The Atlantic puffin is an agile creature, diving from the air or the water’s surface down into the depths of the sea to feed. Underwater, it is highly manoeuvrable and has a remarkable capacity to carry up to thirty small fish in its beak at one time.
Question: When it gets back to land with multiple fish, which one does it eat first?
Answer: The biggest one. The puffin must drop all the fish on the ground in order to pick up just one. Opportunistic seagulls will pounce on anything they can steal. The puffin has only a short window of opportunity. It needs to make the right choice. First it eats the biggest, then the next largest, and so on.
For the puffin, choosing the biggest fish is an instinctive demonstration of efficiency, value, and execution. So how do we know which are the biggest fish for us?
The puffin has evolved over millions of years to know its business. Fish have always been in the sea, and the puffin instinctively knows how to go about getting them. You could say this bird is a highly optimized system. It’s so optimized it can rely on intuition that is a result of the bird’s refined perpetual systems.

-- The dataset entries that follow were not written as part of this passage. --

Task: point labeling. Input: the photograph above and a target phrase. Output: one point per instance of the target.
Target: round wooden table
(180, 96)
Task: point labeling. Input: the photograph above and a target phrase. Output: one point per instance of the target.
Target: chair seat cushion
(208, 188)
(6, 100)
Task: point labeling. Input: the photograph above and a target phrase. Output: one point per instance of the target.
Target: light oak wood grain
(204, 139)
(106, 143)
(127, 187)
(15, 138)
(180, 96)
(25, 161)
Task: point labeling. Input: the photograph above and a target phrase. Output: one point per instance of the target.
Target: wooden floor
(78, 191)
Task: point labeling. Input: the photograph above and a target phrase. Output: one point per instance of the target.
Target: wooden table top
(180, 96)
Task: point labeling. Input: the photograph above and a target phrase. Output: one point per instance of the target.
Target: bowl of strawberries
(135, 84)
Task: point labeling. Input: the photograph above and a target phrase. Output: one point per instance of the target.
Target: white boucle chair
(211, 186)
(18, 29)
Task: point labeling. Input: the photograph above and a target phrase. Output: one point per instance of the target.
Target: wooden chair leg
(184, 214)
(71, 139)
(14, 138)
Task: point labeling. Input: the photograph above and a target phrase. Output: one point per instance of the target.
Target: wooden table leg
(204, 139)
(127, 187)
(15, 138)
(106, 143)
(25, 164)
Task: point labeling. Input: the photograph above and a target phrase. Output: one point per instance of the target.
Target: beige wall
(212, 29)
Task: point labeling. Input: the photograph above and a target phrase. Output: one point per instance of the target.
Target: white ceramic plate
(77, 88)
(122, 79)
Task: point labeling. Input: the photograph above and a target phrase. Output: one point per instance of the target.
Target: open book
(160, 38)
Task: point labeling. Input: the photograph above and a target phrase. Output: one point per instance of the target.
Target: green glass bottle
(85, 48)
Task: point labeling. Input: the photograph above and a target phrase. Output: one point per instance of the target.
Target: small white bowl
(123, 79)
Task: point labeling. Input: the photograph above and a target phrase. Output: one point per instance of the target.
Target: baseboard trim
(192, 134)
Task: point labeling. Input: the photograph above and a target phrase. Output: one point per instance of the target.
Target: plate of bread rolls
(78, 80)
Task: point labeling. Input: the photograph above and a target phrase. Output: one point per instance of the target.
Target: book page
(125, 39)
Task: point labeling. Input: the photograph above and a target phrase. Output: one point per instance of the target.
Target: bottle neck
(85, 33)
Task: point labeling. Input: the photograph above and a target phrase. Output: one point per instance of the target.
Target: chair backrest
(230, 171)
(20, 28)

While leaders with intuition are likely to outperform those without it, intuition is not enough. The ability to see is a hunter’s advantage. Puffins see well underwater. Two vital necessities for leadership have always been clarity of vision and the ability to act decisively. Business processes have not had millions of years to evolve. Nevertheless, by using algorithms – mathematical simulations – we can crank up the speed of our biological evolution. Think of our business goals as environments, with their attendant constraints and hidden opportunities, and the portfolio as a species that is either well-adapted or maladapted to its environment.
The rigorous process of portfolio selection allows us to see which projects are over-consuming precious resources. Moreover, we can score the fitness of the projects well-adapted to our business goals. Algorithmic portfolio selection gives us the hunter’s eagle vision.
Portfolio Selection
As a senior manager, you are all too aware of the pressure on you to make the right project portfolio selection. The tenure of the CEO is shortening all the time. The world of senior management is survival of the fittest. Fit means not necessarily the strongest but the one who is well adapted to changing circumstances. It’s not just your career that’s riding on making these decisions, but the very existence and health of your company.
Getting project portfolio selection right matters. You are expected to know what you’re doing. That’s your job. So how do you understand the scope of all the projects available at any one time? What method do you use to anticipate contingent factors? In other words, what impact will the projects you select have on each other? How do you even know what the contingent factors are?
Relying on past experiences presupposes a static environment. Today, the world of business is dynamic and complex. One thing we do know for sure is that the future is unlikely to look like the past – and you need a system in place to recognize your biggest fish, with efficiency, value, and execution.